Overseas athletes under fire

By Ferd Lewis
Advertiser Columnist

If Predrag Savovic was coming to the United States to play basketball now ... Well, under a rule expected to take effect this year, Savovic and some athletes like him soon wouldn't be allowed to play for the University of Hawai'i Rainbows — or anybody else.

After all the controversy surrounding the eligibility of foreign athletes in college these past few years, you knew it wouldn't be long before the rules were tightened and loopholes slammed shut.

Pending what is expected to be swift approval by the NCAA Board of Directors this month, foreign athletes entering U.S. schools for the first time after Aug. 1 would be subject to more stringent initial eligibility requirements.

Athletes in all sports who have finished high school and then played a season or less of organized competition in their sport before attending a U. S. school, would have to sit out a season in residence at that college before being eligible to play.

More drastic is that an athlete who has finished high school and played more than one season of subsequent organized competition would be completely ineligible for NCAA competition.

"It could have a big impact," said Vince Goo, Wahine basketball coach.

"The loopholes are closing," said Daniel Arakaki, UH Compliance Coordinator.

Indeed, at UH where nearly all 19 sports have at least one international athlete, coaches will have to be diligent in researching a prospect's background and more selective in who they offer scholarships to.

Take the case of Savovic, a two-time All-Western Athletic Conference selection.

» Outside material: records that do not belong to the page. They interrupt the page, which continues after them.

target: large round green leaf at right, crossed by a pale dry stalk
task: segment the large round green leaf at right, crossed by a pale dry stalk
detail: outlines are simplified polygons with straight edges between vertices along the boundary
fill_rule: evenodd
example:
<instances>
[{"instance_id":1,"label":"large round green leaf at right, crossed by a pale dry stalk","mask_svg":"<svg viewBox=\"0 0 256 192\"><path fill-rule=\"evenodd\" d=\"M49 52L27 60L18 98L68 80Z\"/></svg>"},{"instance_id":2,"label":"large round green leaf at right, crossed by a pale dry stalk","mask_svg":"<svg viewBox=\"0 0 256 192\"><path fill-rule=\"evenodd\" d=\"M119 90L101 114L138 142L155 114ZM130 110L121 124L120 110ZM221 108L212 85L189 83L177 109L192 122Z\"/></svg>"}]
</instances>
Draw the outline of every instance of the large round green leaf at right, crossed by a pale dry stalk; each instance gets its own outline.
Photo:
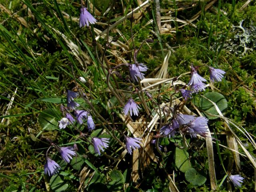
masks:
<instances>
[{"instance_id":1,"label":"large round green leaf at right, crossed by a pale dry stalk","mask_svg":"<svg viewBox=\"0 0 256 192\"><path fill-rule=\"evenodd\" d=\"M215 106L212 104L212 102L216 103L216 105L218 106L221 112L226 110L226 108L228 107L227 100L220 93L209 92L204 94L203 96L206 97L207 99L204 97L201 97L198 100L198 103L196 104L196 106L198 106L198 108L200 108L201 110L205 111L204 115L207 116L207 118L216 119L218 117L214 117L210 114L219 115ZM212 102L210 102L209 100L211 100Z\"/></svg>"}]
</instances>

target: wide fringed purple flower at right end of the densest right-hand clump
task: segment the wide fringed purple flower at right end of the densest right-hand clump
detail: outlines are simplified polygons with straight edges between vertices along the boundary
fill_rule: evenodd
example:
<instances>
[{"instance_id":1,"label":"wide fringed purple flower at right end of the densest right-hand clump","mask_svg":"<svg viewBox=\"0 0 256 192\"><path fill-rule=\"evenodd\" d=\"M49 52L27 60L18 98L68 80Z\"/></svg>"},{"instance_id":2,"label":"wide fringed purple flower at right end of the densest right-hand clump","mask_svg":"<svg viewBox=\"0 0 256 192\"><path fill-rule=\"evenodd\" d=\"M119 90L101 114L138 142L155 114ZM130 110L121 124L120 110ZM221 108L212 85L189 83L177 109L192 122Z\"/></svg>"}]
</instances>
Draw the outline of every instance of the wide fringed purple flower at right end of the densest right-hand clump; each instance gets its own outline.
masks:
<instances>
[{"instance_id":1,"label":"wide fringed purple flower at right end of the densest right-hand clump","mask_svg":"<svg viewBox=\"0 0 256 192\"><path fill-rule=\"evenodd\" d=\"M196 137L196 134L200 134L204 136L207 132L207 125L208 119L205 117L197 117L194 120L190 121L188 125L188 133L191 137Z\"/></svg>"}]
</instances>

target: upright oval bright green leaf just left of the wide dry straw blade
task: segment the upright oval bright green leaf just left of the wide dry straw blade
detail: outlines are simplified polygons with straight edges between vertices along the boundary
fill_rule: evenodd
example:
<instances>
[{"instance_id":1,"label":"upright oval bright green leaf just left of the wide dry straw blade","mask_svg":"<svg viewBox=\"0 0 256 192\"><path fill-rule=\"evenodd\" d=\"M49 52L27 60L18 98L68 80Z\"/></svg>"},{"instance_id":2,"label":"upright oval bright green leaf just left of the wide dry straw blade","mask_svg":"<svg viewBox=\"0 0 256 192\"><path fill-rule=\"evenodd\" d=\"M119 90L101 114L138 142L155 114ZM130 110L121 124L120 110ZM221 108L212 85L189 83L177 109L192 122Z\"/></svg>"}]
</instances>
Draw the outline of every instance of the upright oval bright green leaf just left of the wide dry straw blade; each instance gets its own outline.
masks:
<instances>
[{"instance_id":1,"label":"upright oval bright green leaf just left of the wide dry straw blade","mask_svg":"<svg viewBox=\"0 0 256 192\"><path fill-rule=\"evenodd\" d=\"M176 147L175 150L175 165L181 172L186 172L191 168L188 152Z\"/></svg>"}]
</instances>

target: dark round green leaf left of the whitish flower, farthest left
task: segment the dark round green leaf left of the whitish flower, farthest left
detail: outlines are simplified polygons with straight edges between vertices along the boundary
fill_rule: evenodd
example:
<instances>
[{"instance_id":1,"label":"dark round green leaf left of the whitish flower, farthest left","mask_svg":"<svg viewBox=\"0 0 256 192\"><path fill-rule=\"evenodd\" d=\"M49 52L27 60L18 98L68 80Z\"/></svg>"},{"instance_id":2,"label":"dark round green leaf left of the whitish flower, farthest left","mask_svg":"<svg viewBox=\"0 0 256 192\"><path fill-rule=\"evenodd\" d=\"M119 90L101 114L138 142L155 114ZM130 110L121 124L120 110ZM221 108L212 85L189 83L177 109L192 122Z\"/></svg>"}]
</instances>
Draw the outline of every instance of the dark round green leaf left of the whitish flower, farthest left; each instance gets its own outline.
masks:
<instances>
[{"instance_id":1,"label":"dark round green leaf left of the whitish flower, farthest left","mask_svg":"<svg viewBox=\"0 0 256 192\"><path fill-rule=\"evenodd\" d=\"M56 109L43 110L38 116L38 122L43 130L52 131L58 126L59 112Z\"/></svg>"}]
</instances>

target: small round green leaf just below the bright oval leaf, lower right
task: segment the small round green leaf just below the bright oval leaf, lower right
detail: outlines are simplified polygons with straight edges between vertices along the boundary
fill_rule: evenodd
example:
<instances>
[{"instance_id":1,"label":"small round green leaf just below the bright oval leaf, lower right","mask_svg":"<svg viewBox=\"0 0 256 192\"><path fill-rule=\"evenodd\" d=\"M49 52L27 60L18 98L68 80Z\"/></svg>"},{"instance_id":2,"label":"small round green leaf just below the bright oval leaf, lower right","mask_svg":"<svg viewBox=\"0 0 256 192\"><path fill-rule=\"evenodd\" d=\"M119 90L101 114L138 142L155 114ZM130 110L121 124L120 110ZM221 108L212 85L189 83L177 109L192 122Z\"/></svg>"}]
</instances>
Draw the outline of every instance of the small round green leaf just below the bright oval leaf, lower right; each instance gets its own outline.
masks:
<instances>
[{"instance_id":1,"label":"small round green leaf just below the bright oval leaf, lower right","mask_svg":"<svg viewBox=\"0 0 256 192\"><path fill-rule=\"evenodd\" d=\"M206 177L197 172L194 168L190 168L186 171L185 178L194 186L201 186L206 182Z\"/></svg>"}]
</instances>

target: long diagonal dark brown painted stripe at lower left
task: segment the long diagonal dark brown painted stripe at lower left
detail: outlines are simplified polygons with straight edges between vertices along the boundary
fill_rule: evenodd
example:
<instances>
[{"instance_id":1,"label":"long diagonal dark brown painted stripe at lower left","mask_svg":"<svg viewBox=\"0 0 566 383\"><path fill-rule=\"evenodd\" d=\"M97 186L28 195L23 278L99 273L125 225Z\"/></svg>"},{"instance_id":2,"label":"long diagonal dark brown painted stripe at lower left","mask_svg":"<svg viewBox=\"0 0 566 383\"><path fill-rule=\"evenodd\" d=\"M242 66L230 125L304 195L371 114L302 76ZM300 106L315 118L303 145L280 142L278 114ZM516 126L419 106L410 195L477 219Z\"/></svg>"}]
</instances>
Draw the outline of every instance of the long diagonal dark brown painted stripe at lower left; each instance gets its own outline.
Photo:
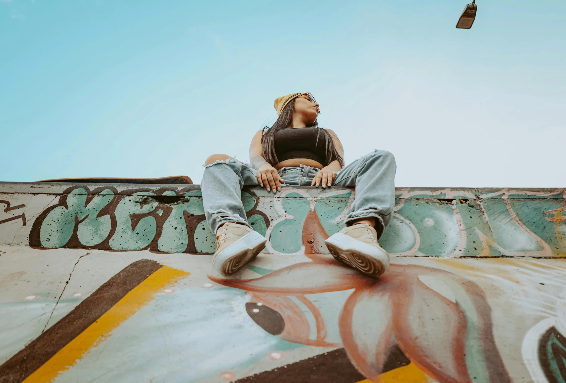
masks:
<instances>
[{"instance_id":1,"label":"long diagonal dark brown painted stripe at lower left","mask_svg":"<svg viewBox=\"0 0 566 383\"><path fill-rule=\"evenodd\" d=\"M126 266L98 287L63 319L2 364L0 383L22 382L161 267L162 265L156 261L148 259L135 261Z\"/></svg>"}]
</instances>

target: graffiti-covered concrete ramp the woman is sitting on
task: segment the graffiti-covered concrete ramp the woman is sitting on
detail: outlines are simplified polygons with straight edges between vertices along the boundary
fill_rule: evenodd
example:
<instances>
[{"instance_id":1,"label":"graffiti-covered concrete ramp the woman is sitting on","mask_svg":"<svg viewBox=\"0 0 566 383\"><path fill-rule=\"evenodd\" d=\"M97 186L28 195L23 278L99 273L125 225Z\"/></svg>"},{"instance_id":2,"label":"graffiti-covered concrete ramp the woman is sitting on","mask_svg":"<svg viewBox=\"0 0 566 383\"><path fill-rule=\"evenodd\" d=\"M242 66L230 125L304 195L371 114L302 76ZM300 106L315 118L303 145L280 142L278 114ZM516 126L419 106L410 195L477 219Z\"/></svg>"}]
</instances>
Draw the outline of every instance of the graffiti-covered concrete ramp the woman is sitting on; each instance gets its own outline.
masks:
<instances>
[{"instance_id":1,"label":"graffiti-covered concrete ramp the woman is sitting on","mask_svg":"<svg viewBox=\"0 0 566 383\"><path fill-rule=\"evenodd\" d=\"M353 190L248 188L223 278L198 185L0 183L0 382L565 382L564 193L397 188L372 279Z\"/></svg>"}]
</instances>

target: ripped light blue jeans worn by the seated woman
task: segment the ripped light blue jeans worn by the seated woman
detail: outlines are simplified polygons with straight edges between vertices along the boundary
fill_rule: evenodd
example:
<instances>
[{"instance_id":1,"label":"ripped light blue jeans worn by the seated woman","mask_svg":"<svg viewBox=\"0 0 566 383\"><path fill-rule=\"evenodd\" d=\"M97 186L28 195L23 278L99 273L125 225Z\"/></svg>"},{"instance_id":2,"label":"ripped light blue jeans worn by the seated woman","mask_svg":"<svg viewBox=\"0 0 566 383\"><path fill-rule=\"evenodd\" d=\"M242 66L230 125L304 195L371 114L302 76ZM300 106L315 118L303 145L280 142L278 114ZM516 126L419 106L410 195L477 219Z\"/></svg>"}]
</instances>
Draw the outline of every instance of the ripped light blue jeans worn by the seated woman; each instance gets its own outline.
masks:
<instances>
[{"instance_id":1,"label":"ripped light blue jeans worn by the seated woman","mask_svg":"<svg viewBox=\"0 0 566 383\"><path fill-rule=\"evenodd\" d=\"M319 170L300 165L284 167L279 170L279 175L285 186L310 186ZM355 200L346 216L346 226L359 218L374 217L378 238L381 236L391 221L395 206L396 170L393 154L374 150L338 171L332 186L355 187ZM204 213L212 233L216 233L225 222L250 226L242 204L242 187L259 186L257 174L257 170L237 160L216 161L205 166L200 188Z\"/></svg>"}]
</instances>

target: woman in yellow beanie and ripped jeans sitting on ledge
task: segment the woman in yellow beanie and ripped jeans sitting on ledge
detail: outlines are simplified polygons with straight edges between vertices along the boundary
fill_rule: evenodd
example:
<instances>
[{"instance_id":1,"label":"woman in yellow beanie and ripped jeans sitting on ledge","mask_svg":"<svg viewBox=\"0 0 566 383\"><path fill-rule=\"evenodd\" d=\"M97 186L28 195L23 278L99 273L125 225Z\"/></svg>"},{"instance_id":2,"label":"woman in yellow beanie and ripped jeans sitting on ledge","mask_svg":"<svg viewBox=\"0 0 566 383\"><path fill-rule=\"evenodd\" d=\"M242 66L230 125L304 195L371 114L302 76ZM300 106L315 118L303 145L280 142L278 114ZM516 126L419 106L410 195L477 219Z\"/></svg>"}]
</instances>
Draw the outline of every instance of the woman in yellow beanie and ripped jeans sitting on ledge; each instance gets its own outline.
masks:
<instances>
[{"instance_id":1,"label":"woman in yellow beanie and ripped jeans sitting on ledge","mask_svg":"<svg viewBox=\"0 0 566 383\"><path fill-rule=\"evenodd\" d=\"M274 193L282 184L335 185L355 187L355 200L346 227L325 244L338 261L368 276L380 276L389 266L389 255L378 238L395 205L393 154L374 150L344 167L342 144L333 131L318 127L319 104L310 93L279 97L274 106L277 121L251 141L251 166L226 154L213 154L205 162L201 191L208 225L216 233L214 268L228 276L254 259L267 242L246 220L244 185Z\"/></svg>"}]
</instances>

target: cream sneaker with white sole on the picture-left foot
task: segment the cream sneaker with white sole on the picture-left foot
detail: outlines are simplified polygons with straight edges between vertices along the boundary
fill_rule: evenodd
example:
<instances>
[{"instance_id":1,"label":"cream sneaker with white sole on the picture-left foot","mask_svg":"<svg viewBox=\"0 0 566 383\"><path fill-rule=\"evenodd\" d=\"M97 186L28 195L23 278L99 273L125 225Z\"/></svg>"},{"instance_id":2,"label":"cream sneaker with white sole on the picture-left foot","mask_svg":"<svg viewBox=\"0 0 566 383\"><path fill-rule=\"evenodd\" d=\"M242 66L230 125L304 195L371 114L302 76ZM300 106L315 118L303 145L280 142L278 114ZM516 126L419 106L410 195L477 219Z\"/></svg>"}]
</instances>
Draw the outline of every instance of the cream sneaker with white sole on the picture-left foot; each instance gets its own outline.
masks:
<instances>
[{"instance_id":1,"label":"cream sneaker with white sole on the picture-left foot","mask_svg":"<svg viewBox=\"0 0 566 383\"><path fill-rule=\"evenodd\" d=\"M223 276L235 273L254 259L265 247L267 239L246 225L226 222L216 232L216 252L212 266Z\"/></svg>"}]
</instances>

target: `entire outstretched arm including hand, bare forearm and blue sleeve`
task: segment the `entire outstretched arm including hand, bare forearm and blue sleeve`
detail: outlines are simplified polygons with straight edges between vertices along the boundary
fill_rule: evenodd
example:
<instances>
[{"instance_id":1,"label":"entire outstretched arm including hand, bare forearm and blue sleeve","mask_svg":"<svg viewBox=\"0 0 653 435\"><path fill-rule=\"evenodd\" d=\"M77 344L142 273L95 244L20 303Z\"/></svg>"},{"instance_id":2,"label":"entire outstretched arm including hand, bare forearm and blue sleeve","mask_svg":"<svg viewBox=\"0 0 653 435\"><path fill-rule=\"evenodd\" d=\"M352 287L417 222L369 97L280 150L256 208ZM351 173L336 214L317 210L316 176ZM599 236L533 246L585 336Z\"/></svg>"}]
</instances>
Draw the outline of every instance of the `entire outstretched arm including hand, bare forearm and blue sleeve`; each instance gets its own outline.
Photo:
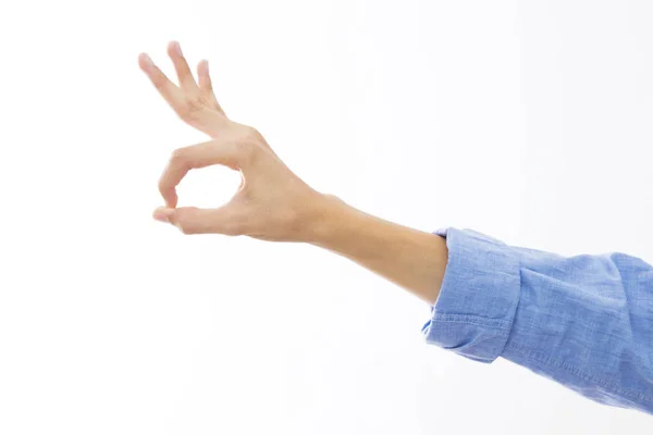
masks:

He graduated from high school in Yugoslavia 1994. Under the proposal, he would have had to come directly to this country after high school to have had four years of eligibility. According to UH, he spent at least two years after high school playing in various leagues before enrolling at Alabama-Birmingham.

Under the new rule, he wouldn't have even made it to UAB, much less UH. And, that's too bad because like Savovic, many of the players have brought a lot to their schools and the game.

Nor would he have been alone among international athletes who have played over the years at Manoa. On Rainbow men's basketball teams over the past two years alone, UH says four players would have been ineligible under the new proposal.

But Savovic could have been the poster player for the self-serving complaints by some opposing coaches who felt Savovic, as a 25-year old with international experience sometimes playing against 18- and 19-year-olds had an advanatge and give the Rainbows one.

You'll notice, Goo observed, "the complaints come mostly from the coaches who didn't have foreign players."